Hair is part of the same question
Hair belongs in this conversation too.
It is easy to treat hair as a cosmetic detail until characters start appearing in close shots. Then it becomes one of the fastest ways to tell whether the pipeline is holding up.
The studio does not need final answers on every hair workflow right now, but it does need to avoid painting itself into a corner. Hair should be considered alongside clothing, character import, mocap retargeting, and NPC population variety. The goal is not just "make one good hero character." The goal is to eventually support a city full of people with enough variation that the world does not feel cloned.
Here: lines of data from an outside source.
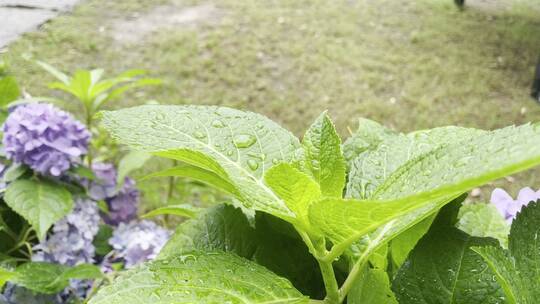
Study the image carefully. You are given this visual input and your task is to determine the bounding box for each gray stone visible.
[0,7,57,48]
[0,0,79,12]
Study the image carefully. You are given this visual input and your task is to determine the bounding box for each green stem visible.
[312,239,341,304]
[86,109,92,169]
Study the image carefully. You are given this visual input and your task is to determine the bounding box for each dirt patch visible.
[111,4,221,43]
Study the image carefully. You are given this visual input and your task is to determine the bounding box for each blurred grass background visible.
[4,0,540,208]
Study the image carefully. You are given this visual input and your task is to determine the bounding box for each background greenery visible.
[4,0,540,206]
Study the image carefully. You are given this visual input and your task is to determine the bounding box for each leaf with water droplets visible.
[309,124,540,258]
[457,203,510,247]
[346,127,484,199]
[158,205,324,298]
[302,112,345,197]
[89,251,308,304]
[102,105,300,220]
[264,164,321,232]
[4,179,73,240]
[473,201,540,304]
[392,204,503,304]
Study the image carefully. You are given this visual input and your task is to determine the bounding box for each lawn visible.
[4,0,540,207]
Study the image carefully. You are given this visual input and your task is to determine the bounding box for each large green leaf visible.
[143,164,241,198]
[347,127,484,199]
[103,105,300,219]
[302,113,345,197]
[392,204,503,304]
[159,205,257,259]
[373,124,540,201]
[390,215,435,269]
[457,203,510,247]
[89,251,308,304]
[474,202,540,304]
[309,124,540,251]
[472,246,536,304]
[9,262,103,294]
[159,205,324,298]
[346,127,484,267]
[264,164,320,231]
[347,267,398,304]
[4,179,73,240]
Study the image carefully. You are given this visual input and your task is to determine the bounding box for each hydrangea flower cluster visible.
[2,103,90,176]
[32,198,100,266]
[88,163,139,226]
[490,187,540,223]
[109,220,171,268]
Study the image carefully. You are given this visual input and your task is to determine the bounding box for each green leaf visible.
[392,204,503,304]
[0,76,21,107]
[346,127,484,199]
[309,124,540,252]
[116,151,152,189]
[0,267,16,290]
[343,118,398,167]
[4,179,73,240]
[457,203,510,247]
[264,164,321,231]
[89,251,308,304]
[141,204,199,218]
[158,205,256,259]
[103,105,300,220]
[302,112,345,197]
[158,205,324,298]
[472,246,524,304]
[374,124,540,201]
[10,262,103,294]
[474,201,540,304]
[142,164,241,197]
[347,268,398,304]
[390,215,435,269]
[508,201,540,288]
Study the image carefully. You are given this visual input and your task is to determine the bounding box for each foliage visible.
[0,70,167,304]
[90,105,540,304]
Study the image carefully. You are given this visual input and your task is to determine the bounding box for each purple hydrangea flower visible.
[3,103,90,176]
[88,163,139,226]
[32,198,100,266]
[109,220,171,268]
[490,187,540,223]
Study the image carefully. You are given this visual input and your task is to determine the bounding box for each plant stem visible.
[317,260,341,304]
[86,109,92,169]
[312,239,341,304]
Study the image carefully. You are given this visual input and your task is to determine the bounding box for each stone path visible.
[0,0,80,48]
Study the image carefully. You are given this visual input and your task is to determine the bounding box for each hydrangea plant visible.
[82,106,540,304]
[0,72,169,304]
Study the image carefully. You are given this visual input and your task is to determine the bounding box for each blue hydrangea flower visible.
[0,283,59,304]
[32,198,100,266]
[490,187,540,223]
[109,220,171,268]
[3,103,90,176]
[88,163,139,226]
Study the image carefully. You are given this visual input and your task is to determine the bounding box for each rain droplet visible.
[193,131,206,139]
[212,119,225,128]
[234,134,256,148]
[248,159,259,171]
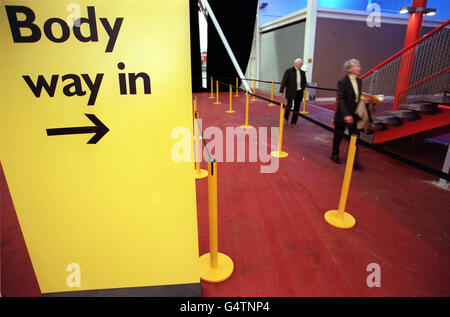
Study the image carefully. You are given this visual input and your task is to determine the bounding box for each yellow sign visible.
[0,0,200,293]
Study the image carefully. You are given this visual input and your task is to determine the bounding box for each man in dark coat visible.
[331,59,368,169]
[279,58,306,127]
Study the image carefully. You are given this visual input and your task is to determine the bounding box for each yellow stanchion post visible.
[227,85,235,113]
[268,82,275,107]
[194,96,203,140]
[241,92,253,130]
[214,80,221,105]
[300,88,309,114]
[200,160,234,283]
[209,76,214,99]
[324,135,357,229]
[270,104,288,158]
[194,115,208,179]
[250,80,256,101]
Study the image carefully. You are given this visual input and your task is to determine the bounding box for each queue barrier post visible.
[209,76,214,99]
[324,135,357,229]
[200,160,234,283]
[241,91,253,130]
[227,84,235,113]
[270,104,288,158]
[268,82,275,107]
[300,88,309,114]
[194,116,208,179]
[214,80,221,105]
[250,80,256,101]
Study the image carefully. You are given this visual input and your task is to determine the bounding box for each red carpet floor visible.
[0,93,450,297]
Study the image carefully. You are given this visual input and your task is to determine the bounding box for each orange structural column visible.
[392,0,427,110]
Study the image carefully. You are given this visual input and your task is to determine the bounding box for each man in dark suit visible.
[279,58,306,127]
[331,59,368,170]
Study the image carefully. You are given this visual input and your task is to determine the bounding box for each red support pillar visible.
[392,0,427,110]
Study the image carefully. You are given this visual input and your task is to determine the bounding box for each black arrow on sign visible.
[47,113,109,144]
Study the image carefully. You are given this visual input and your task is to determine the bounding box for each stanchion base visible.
[200,252,234,283]
[195,169,208,179]
[270,151,288,158]
[324,210,356,229]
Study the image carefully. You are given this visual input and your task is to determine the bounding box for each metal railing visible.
[361,20,450,115]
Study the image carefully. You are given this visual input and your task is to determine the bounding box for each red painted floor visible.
[0,93,450,297]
That means the clothing/hair decision has to respect scale.
BlenderMCP is becoming more than an experiment
BlenderMCP started as a way to make Blender more controllable from the tooling side. It is increasingly becoming part of the studio's actual production direction.
For AfterDark, that already matters in map work, asset cleanup, bridge validation, and iteration loops. For the wider studio, it could matter in character fitting, clothing prep, retarget checks, batch export cleanup, naming hygiene, scene validation, and maybe eventually hair and garment support.
The larger pattern is important:
Nightshift does not just need better assets. Nightshift needs better ways to make, inspect, fix, and move assets.
That is why the tooling stack matters so much. Every hour saved in repetitive transfer work becomes an hour that can go into gameplay, environment polish, animation, or actual design decisions.
The studio direction
The studio direction is becoming clearer:
- use AfterDark as the live proving ground,
- keep the public site/devlog as the record of progress,
- keep Blender and s&box connected through better bridge tooling,
- build character import until it is repeatable,
- add mocap so custom motion becomes practical,
- solve clothing and hair in a way that scales,
- and keep using tooling to make ambitious work possible with a small footprint.
That is the real studio update.
The goal is not just to make one game by brute force. The goal is to build a production environment where each successful pipeline makes the next piece easier.
S17 V3 is part of that. NPCs are part of that. Character import is part of that. Even the tactical wall work fits the same pattern: it is not only a combat feature, it is a test of how quickly Nightshift can move from a design need to a usable, tunable in-game asset. Motion capture is the next obvious piece because animation is where the world starts needing human texture instead of only systems.
What comes next
The next step is to make the mocap direction practical:
- decide what the first rig needs to capture well,
- start with the six SlimeVR Butterfly IMUs and document what motion quality that first kit can actually deliver,
- keep the first target focused on useful AfterDark movement instead of trying to solve every animation case,
- keep the Nightshift SlimeVR software fork pointed at Agentic Blender instead of treating capture as a manual side workflow,
- test the retarget path into the current character pipeline,
- identify what cleanup can happen in Blender,
- decide where iClone/Character Creator fit in the mocap loop,
- and keep the clothing/hair decision open until the production tradeoffs are clearer.
This is still early enough that the exact tool choices can change. The direction is the important part: Nightshift is moving from isolated creative tools toward a connected studio pipeline.
That is the piece I am most excited about. The game gets better when the studio gets faster, and the studio gets faster when the pipeline stops fighting every new idea.